I read an article about Slack that praised their speed of integrating feedback and iterating with the following example: "the Slack team quickly identified small changes that had a big impact: Within the list of channels, they added fields for a description and the number of people using that channel."
One time I asked why, since cgroups and the pattern of container based deployment had been popular for a decade before Docker started, that containers are so popular right now. We ultimately decided that someone constructing a really easy to use suite of tools around the concept was the reason it has all this love and growth.
Not that I totally disagree, but, signing up for Slack is easier than using NickServ for the average person. There's a bunch of features that make HipChat, Slack, Hall et al easier to use than IRC, especially for someone who doesn't want to learn anything new.
Replacing RSS with walled-gardens solutions from Internet Bigcos is another example.
In general I agree that ease-of-use is a big factor. Having said that, I was witness to decidedly non-technical teens in a mid-size town quite happily using mIRC in 2004, so maybe we're not giving people quite enough credit. If you tell people something is hard to use they'll believe you.
The real lesson is to look into what has been done and worked before and see how it can be improved if you're looking for "new" ideas and businesses.
My friend's mom used irc in the 90's / early 2000's for dating chatrooms. IRC can be plugged into the browser and embedded into applications seamlessly.
In contrast, I've never even heard of all the things mentioned above.
On Slack the channel owner will form a hierarchy too, if it's less problematic it's because Slack is usually used in a professional setting where flaming is generally frowned upon. You see these kind of issues pop up on the easy-to-use Twitter as well.
It's a social question. The most the tech did wrong was not making flooding impossible in the first place.
Having a botnet with all your servers really isn't a bad idea. I mean, easy admin access, live monitoring, the ability to query everything and have all interested ops people examine the output... pretty handy.
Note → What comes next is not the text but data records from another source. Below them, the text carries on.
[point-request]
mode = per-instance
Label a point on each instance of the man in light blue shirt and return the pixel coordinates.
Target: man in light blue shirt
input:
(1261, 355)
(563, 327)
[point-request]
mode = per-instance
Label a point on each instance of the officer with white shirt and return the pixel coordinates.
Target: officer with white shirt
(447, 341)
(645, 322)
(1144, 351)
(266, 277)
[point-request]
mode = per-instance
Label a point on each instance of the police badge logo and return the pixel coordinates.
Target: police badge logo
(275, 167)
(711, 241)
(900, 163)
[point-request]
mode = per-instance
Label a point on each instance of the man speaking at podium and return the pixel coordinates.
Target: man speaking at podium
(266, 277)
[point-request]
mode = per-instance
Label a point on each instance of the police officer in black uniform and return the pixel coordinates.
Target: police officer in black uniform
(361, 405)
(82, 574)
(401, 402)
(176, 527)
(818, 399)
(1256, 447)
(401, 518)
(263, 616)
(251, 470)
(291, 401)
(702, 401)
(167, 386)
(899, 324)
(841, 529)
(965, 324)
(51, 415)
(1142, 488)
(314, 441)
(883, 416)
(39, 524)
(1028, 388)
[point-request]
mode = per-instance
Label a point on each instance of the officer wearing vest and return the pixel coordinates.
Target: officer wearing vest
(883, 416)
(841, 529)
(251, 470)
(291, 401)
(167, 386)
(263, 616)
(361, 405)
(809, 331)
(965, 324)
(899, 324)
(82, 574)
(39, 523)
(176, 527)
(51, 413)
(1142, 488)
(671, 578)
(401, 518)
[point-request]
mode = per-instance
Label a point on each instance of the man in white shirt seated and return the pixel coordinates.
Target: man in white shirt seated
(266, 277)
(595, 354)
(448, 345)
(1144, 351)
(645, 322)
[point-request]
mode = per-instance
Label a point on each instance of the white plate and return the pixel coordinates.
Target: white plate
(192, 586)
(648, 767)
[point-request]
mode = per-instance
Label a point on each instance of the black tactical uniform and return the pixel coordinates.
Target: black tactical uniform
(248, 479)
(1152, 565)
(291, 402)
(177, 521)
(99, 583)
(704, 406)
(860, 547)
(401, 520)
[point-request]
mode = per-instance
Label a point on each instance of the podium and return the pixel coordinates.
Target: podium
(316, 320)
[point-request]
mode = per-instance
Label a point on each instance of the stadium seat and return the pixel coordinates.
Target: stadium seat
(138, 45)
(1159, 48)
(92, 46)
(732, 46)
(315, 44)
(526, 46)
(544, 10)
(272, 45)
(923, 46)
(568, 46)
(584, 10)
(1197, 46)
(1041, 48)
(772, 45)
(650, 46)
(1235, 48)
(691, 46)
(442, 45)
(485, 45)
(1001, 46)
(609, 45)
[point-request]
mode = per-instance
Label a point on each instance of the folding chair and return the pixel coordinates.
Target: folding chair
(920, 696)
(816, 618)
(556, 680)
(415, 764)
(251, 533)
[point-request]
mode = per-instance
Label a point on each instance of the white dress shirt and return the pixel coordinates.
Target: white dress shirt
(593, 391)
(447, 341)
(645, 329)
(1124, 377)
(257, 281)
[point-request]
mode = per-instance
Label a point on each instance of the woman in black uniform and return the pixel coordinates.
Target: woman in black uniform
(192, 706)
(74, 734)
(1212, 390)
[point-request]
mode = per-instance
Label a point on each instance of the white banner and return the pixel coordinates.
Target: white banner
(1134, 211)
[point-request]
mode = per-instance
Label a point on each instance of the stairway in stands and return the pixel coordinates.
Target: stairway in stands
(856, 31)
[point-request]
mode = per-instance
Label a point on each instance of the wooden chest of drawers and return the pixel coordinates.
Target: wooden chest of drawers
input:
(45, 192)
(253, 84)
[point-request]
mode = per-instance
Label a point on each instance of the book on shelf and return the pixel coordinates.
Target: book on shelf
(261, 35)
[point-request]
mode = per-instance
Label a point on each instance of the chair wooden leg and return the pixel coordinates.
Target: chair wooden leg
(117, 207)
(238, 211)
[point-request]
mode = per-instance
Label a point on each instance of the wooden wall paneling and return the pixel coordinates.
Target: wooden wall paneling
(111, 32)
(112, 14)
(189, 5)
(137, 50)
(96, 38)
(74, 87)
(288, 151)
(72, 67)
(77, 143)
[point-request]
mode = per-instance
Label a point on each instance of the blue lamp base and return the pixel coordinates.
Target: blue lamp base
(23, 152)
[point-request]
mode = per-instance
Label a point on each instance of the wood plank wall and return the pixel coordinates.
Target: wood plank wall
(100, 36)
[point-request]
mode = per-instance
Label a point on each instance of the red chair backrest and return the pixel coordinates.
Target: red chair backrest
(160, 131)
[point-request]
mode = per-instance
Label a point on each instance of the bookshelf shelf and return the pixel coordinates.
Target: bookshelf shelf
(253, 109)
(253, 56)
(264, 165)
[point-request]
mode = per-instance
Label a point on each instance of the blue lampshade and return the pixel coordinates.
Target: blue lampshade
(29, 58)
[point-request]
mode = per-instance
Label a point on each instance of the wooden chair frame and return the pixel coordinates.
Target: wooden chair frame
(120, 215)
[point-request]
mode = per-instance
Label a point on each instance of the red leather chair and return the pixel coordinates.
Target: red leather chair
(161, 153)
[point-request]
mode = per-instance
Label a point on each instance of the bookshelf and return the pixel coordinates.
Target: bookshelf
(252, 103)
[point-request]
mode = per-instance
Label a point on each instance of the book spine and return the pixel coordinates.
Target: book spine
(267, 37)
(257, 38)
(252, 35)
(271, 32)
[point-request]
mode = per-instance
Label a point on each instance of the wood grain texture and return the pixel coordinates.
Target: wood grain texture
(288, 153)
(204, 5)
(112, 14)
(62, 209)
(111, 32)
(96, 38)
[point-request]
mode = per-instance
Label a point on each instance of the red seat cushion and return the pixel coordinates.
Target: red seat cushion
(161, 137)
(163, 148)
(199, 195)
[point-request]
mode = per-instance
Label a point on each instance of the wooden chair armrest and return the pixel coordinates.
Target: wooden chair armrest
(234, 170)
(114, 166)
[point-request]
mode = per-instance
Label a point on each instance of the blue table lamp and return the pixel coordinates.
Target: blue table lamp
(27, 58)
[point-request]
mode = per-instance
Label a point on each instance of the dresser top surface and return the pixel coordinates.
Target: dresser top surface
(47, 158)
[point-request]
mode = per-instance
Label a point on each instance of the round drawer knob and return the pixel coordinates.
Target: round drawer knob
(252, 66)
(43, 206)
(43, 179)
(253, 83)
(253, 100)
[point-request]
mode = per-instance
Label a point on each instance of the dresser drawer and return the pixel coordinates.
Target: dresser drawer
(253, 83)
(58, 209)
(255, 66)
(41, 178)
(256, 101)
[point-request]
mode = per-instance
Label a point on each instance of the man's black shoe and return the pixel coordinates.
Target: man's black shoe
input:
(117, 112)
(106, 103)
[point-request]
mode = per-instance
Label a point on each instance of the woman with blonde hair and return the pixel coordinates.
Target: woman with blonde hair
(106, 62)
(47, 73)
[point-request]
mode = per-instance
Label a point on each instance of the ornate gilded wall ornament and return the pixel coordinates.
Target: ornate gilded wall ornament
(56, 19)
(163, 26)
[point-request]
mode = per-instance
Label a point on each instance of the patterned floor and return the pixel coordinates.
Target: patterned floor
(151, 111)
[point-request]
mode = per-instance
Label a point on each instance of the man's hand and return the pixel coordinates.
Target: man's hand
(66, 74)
Seems like it'd beat a lot of these monitoring services and tools people pay for these days.
No, I'm referring to a botnet. In the OP case we've got just a single bot which controls things, I'm more thinking 1 bot per server sort of thing so you can administer individual servers simply by directing messages at them.
Server goes down? You see it quit on IRC or send an alert message nickalerting relevant admins when a service halts. Need live information on just about anything, just direct a message to a given server. Could even direct logs to a separate IRC channel for each type of service, relevant admins can join and set alerts up just based on message content and keep track of small logs via IRC logging too.
You can make a lot of low visibility processes very visible using such a setup. Of course, it wouldn't be appropriate for a giant company, but for a small to medium sized one I think it could work quite well. For devops types who are already comfortable with IRC at least.
check out https://github.com/andyleap/srvbot. Still needs to do real time handling, but you can run commands on multiple servers and optionally receive output
There are a couple articles/repos out there with detailed steps on running Hubot on AWS. While the ease and simplicity of deploying Hubot outside of Heroku is not a tenth as easy, there are a couple of options out there.
Now we've got dependencies on node, npm, ruby, rails, heroku, some datastore, a queue for hubot, whatever your actual builder is (capistrano/chef/whatever) etc etc.
Right now I do all this with Jenkins+bash scripts. Inelegant and not as robust as I'd prefer, but so simple. I could just use a Jenkins adaptor for hubot, but then what's the point? I want locking environments, advanced permissions, and so forth.
I'm mostly complaining because I'm dying to implement chatops (mostly for slack-based deployments) but the information is really light, or the tools are too environment-specific, and I don't have people to bounce ideas/questions off of.
So as long as I personify a piece of software, it too can become the subject of worthless press articles?